Als Mendelssohns „Zeitungsstadt Berlin“ erstmals in den 50er Jahren erschien, war noch nicht sicher, was aus Deutschland werden würde. Da konnte man die Zeitungsgeschichte Berlins noch als ein bedeutendes Kapitel der deutschen Presse- und Kulturgeschichte lesen, die auf ihr Wiederaufleben wartete. Als das Buch 1983 in einer erweiterten Ausgabe herauskam, hätte der Titel einen Trauerrand verdient gehabt: die Stadt geteilt, ohne dass ein Ende dieses Zustands absehbar gewesen wäre, ihre Zeitungen durch die Insellage der Stadt in eine Randlage gezwungen, abgetrennt von der Modernisierung des Gewerbes in der übrigen Bundesrepublik – die einstige Zeitungsstadt als hoffnungslose Zeitungsprovinz.

Nun, da das Buch in einer neuen Ausgabe vorgelegt wird, ist alles anders: Berlin wiedervereinigt, als Stadt neugeboren, zur Hauptstadt geworden, in der jedenfalls mehr Zeitungen erscheinen als anderswo in der Bundesrepublik. Liest sich das Buch heute anders? Was bedeutete die Zeitenwende von 1989 und 1990, die Mauerfall und Wiedervereinigung brachte? Wurde sie zur Stunde der Wiederbelebung der Zeitungsstadt Berlin?

Tatsächlich gab es mit einem Mal – dank des nun gemeinsamen Zeitungsmarktes von West- und Ostblättern – rund 20 Zeitungen. Großverlage von Springer bis Gruner + Jahr, dazu der britische Zeitungsmogul Maxwell konkurrierten in Berlin, das prädestiniert zu sein schien, zum Medienzentrum des vereinigten Deutschlands zu werden.

Gehasst, geliebt, verachtet und beweint, aber immer gelesen

Schließlich leitete der Hauptstadtbeschluss eine heftige mediale Aufrüstung Berlins ein. Davon profitierte zwar vor allem das Fernsehen, doch auch die Verlage etablierten für ihre künftige Hauptstadtberichterstattung demonstrativ stattliche Büros. Es verbreitete sich der Eindruck, in Berlin tobe der spannendste Kampf der deutschen Pressegeschichte, und der Berliner Zeitungsmarkt bekam, halb erschreckt, halb bewundernd, das Prädikat „Haifischbecken“ aufgedrückt.

In Wahrheit war der Weg der Erneuerung vor allem mit Zeitungsleichen gepflastert – nach drei Jahren war ein Drittel der Nach-Wende-Blätter wieder verschwunden.
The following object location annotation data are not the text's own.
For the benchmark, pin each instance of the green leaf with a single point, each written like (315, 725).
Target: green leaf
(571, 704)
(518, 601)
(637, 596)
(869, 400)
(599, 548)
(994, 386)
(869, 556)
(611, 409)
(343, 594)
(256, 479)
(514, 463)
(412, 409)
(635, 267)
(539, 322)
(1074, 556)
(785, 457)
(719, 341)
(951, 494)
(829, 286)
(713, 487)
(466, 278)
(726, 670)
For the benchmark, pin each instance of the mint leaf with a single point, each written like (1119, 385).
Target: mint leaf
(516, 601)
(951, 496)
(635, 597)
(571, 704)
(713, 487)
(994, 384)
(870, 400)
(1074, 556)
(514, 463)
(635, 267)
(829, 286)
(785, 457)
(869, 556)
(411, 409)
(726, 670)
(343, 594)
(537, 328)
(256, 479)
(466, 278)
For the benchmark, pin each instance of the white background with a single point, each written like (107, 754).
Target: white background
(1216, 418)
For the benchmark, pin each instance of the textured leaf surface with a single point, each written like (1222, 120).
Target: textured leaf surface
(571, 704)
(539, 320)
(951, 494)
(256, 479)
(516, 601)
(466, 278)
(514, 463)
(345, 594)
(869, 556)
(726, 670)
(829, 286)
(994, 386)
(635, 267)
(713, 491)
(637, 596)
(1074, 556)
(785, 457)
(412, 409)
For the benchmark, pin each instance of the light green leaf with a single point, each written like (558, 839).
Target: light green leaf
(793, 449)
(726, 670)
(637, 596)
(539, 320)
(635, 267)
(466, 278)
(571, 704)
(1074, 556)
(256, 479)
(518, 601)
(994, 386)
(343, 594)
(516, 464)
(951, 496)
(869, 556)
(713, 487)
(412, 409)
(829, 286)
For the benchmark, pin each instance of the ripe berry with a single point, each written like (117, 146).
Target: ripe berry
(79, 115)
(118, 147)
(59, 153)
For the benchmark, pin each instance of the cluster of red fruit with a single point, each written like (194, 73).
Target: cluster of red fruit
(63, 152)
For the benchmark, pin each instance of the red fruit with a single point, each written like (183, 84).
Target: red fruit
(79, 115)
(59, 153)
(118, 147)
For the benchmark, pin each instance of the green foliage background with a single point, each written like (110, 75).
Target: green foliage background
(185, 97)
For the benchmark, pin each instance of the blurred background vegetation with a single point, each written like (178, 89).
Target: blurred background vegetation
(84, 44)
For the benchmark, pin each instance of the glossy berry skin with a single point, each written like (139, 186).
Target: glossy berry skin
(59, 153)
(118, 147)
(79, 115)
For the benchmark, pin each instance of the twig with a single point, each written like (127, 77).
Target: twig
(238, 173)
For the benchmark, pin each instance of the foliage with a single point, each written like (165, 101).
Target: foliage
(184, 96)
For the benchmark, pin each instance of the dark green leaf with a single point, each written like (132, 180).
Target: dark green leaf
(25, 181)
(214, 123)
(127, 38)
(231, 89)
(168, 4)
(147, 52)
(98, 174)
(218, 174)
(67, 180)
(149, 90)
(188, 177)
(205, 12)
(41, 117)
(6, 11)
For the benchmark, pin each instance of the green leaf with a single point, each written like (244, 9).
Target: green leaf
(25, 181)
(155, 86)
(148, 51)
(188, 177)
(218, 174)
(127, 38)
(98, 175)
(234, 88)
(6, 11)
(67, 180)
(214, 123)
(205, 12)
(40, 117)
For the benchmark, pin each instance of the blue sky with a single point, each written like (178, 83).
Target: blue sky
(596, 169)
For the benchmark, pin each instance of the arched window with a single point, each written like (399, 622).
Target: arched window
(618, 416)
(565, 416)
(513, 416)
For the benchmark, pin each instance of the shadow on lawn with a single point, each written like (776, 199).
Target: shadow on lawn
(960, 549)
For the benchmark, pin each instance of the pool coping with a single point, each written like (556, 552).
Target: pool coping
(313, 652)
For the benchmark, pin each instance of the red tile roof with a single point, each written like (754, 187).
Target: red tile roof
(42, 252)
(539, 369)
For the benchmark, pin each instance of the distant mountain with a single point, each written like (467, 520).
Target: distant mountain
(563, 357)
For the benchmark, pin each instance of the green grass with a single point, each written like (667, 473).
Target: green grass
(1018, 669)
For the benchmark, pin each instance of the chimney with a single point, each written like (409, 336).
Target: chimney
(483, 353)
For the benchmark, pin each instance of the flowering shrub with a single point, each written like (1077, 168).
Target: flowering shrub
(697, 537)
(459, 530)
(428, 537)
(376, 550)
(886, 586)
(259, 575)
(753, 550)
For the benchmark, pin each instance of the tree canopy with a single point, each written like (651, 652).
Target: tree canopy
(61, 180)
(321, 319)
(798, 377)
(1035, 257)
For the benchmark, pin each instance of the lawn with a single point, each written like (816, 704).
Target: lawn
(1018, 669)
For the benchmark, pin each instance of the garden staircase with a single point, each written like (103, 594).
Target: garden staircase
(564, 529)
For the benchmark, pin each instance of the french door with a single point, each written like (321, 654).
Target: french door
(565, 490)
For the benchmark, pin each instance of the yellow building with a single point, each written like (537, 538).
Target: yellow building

So bedeutete die große Zäsur zunächst vor allem den Beginn des Wiederanschlusses des Berliner Zeitungsmarkts an den nun gesamtdeutschen Medienmarkt und schließlich seine Verwandlung in eine Bühne für die Medien, wie sie die Bundesrepublik noch nicht gesehen hatte. Berlin wurde zum Podium für die Bundesrepublik, das Regierungsviertel zur Plattform einer hoch erhitzten Mediendemokratie, die neue Hauptstadt zum Schauplatz für den Wandel, der die Medienwelt insgesamt erfasst hatte.

Doch die neue Rolle Berlins rückt seine Zeitungsvergangenheit wieder in den Gesichtskreis aktueller Aufmerksamkeit – einfach, weil Berlin wieder mehr Berlin wurde. Zugleich macht der Wandel der Medienwelt, zeitweise als „Medien-Hype“ erlebt und überhöht, die Distanz zur Welt der Printmedien deutlich. Zeitungen leben heute im heftigen, ja, stürmischen Gegenwind von elektronischen Medien und Internet, auch und gerade in Berlin, wo überdies die Struktur von Leserschaft und Anzeigenmarkt ihre Überlebensanstrengungen auf eine fortdauernd harte Probe stellen. Das schöne, mutige Credo, mit dem Peter de Mendelssohn das Verhältnis Berlins zu seinen Zeitungen bedacht hat – dass die Stadt ihre Zeitungen „geliebt und gehaßt, verwöhnt und verachtet, verlacht und beweint“, sie aber „immer gelesen“ habe –, löst in den Umbrüchen, die die Zeitungswelt erlebt, nicht zuletzt melancholische Empfindungen aus. Diese Geschichte von Berlins Zeitungen ist eine der großen Geschichten der Stadt, die bleiben wird.

Der Autor war langjähriger Herausgeber des Tagesspiegels und hat das Geleitwort für die Neuausgabe von „Zeitungsstadt Berlin“ geschrieben. Dies ist eine gekürzte Fassung.